作:武田まな
森野カオルは腹を決めると、里実ワカバの質問に答えることにした。その瞬間、腕時計に目が奪われた(不思議と名前を呼ばれたような気がしたのだ)。そして、どういうわけか公園の砂場に置き忘れたおもちゃを見ている気分になった。
「ねえ、カオル。考え過ぎ。と言うよりか黙りすぎ。軽くショック受けちゃうな、そう言うの」
「あ、ごめん。じゃあ」
あまりにも無頓着に森野カオルが話を切り出したものだから、里実ワカバには身構える間もなかった。反射的に口の中の唾液を飲み込むことしかできなかった。心の準備が間に合わない。私の方から急かしておいて、こんな風に慌てちゃうなんて、いくじなし。
「カ、カオル。チョッと待って」と里実ワカバは、受話器を強く握りしめてそう言った。しかし、もう遅かった。既に森野カオルは言葉を放っていたからだ。
「悪い、里実。電話する用事があったんだ。だからこの話の続きは明日でいいかな? ランチタイムいつものベンチにいるから」
「へっ」
一瞬、熱くなった気持ちをどうすればいいのかわからなかった。そんなことより一人で勘違いして、うろたえちゃって、バカみたい、と思った。「こんな時間に電話なの? 誰に?」
「それは……ともかく明日、大学で落ち合おう。それじゃあ」
「ねえ、待ってよ。カオル」
「……」
「カオルってば」
「……」
「ねえ」
「……」
「ねえったら」
里実ワカバは受話器を耳に押し当てたままその場にしゃがみ込むと、膝を抱えて丸くなった。
……
どのくらいの時間、そうしていたのだろう。受話器を床に置くと、チケットを握りつぶして壁に投げつけた。それから、里実ワカバは欲望と向き合うことにした。

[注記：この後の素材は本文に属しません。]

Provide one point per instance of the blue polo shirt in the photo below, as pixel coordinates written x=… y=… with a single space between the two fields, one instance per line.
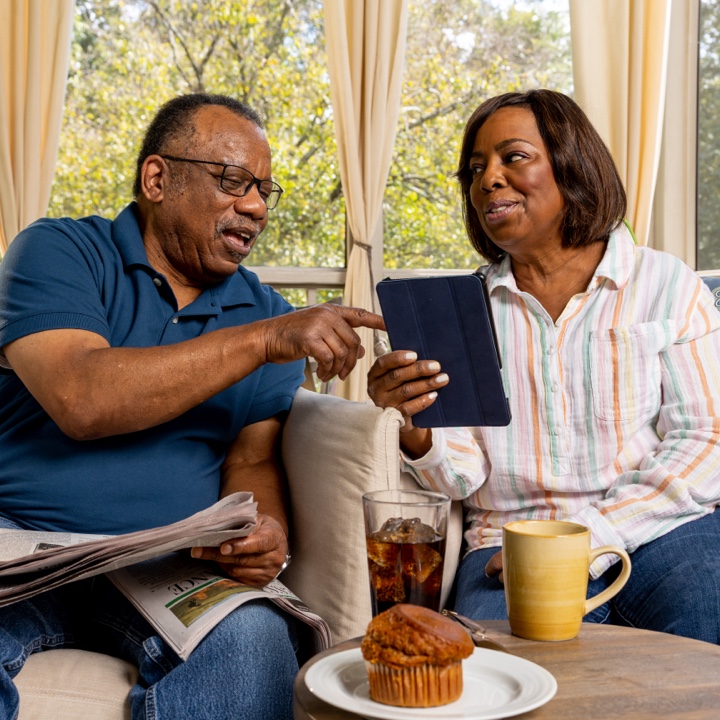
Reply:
x=93 y=274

私は彼から見返りを求めているのだ。私は彼のことが好きで、彼も私のことを好きだという見返りを。でも、そうなるためには人が作り出した言葉で、直接、彼に告げなくてはならないのだ。それが怖い。そう、何かが終わりそうで、何かが壊れそうで、怖いのだ。
それにしても今夜は、雨音がよく聞こえる。ちとうるさい。静かにして、お願いだから。